Epileptic activity appears in EEG and MEG as irregular patterns in the form of spikes, spikes-and-slow waves, or sharpwaves. The morphology of spikes and sharp waves in EEG was thoroughly analyzed by Gortman, and these waves can be used for epilepsy diagnosis [
20]. Although studies are being carried out [
21], there still is no formal definition of epileptic spikes in MEG. However, even if it seems an oxymoron, in comparison to EEG signals, “MEG spike yield and localization is superior compared with EEG” [
22]. Epileptic signals in MEG have different morphological characteristics (duration, shape, and sharpness) from those in EEG. This can be explained by the small effect on the MEG signal from the interference from the skull and scalp.
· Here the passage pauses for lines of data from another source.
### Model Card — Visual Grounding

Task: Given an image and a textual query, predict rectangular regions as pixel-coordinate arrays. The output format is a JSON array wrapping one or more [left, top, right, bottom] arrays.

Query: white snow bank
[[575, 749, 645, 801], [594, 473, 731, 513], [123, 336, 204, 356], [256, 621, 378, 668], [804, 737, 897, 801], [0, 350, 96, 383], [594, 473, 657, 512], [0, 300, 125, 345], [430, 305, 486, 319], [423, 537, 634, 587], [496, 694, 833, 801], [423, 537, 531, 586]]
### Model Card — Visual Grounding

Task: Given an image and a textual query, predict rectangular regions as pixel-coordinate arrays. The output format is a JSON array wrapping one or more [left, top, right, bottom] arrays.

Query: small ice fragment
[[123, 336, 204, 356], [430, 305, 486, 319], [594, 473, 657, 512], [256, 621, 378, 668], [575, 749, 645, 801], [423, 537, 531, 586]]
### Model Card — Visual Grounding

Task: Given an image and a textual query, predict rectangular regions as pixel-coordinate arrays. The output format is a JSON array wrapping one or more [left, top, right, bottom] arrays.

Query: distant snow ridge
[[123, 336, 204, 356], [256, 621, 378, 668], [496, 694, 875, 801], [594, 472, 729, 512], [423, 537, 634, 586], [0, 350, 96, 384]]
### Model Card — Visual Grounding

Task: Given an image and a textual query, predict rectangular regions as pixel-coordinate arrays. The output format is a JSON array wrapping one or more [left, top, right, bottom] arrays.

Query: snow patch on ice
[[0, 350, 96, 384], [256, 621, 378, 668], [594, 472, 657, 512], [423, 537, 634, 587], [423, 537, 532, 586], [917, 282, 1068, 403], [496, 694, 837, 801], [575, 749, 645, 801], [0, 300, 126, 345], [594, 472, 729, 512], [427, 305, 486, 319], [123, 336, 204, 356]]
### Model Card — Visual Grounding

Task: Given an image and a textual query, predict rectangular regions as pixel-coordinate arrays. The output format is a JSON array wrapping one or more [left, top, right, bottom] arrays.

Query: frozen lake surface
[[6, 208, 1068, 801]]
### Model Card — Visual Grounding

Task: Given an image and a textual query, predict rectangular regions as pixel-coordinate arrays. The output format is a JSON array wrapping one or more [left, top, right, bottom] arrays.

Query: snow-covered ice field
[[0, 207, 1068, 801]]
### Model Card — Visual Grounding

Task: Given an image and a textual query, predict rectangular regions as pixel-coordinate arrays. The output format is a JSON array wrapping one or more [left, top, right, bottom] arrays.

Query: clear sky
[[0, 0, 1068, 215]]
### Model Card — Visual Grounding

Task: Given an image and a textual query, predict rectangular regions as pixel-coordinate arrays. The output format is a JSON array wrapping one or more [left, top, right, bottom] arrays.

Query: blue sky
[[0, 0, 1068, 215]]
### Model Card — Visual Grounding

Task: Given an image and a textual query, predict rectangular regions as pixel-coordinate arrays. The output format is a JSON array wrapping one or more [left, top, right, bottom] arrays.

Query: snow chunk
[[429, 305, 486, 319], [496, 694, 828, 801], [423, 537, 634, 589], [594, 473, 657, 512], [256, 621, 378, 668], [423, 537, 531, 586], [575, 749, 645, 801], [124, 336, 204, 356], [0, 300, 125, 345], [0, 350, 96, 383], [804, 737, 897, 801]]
Furthermore, muscular activity and eye movement have much less effect on MEG [
23].
Figure 1 depicts two segments of MEG signals used in the present study; the first (a) is classified as non-epileptic and the second (b) as epileptic. In (c), we see the Spectrum bar graph and the heatmap of the corresponding channel’s ST-FFT of the same non-epileptic MEG segment as (a), with different axis scaling to better depict the signal’s details. The signal segments were deliberately selected to exhibit significant differences, ensuring that these variations are clearly represented in the plots. It is important to note that these segments do not represent the average pair of epileptic and non-epileptic signals. For each segment, we show the Signal plot, the Spectrum bar graph and the heatmap of the corresponding signal’s Short-Time Fast Fourier Transform (ST-FFT) (approximately 9 s or 2100 samples).
It is important to note that significantly less research has been conducted applying deep learning models to MEG data compared to EEG data. The primary reason for this disparity is the high cost associated with SQUID. SQUID is a costly device, with installation expenses that are even more substantial. Ideally, the installation requires a Faraday cage to ensure complete electromagnetic isolation for the highly sensitive SQUID sensors, along with acoustic and anti-vibration isolation. These requirements can raise the total cost to several million euros or USD.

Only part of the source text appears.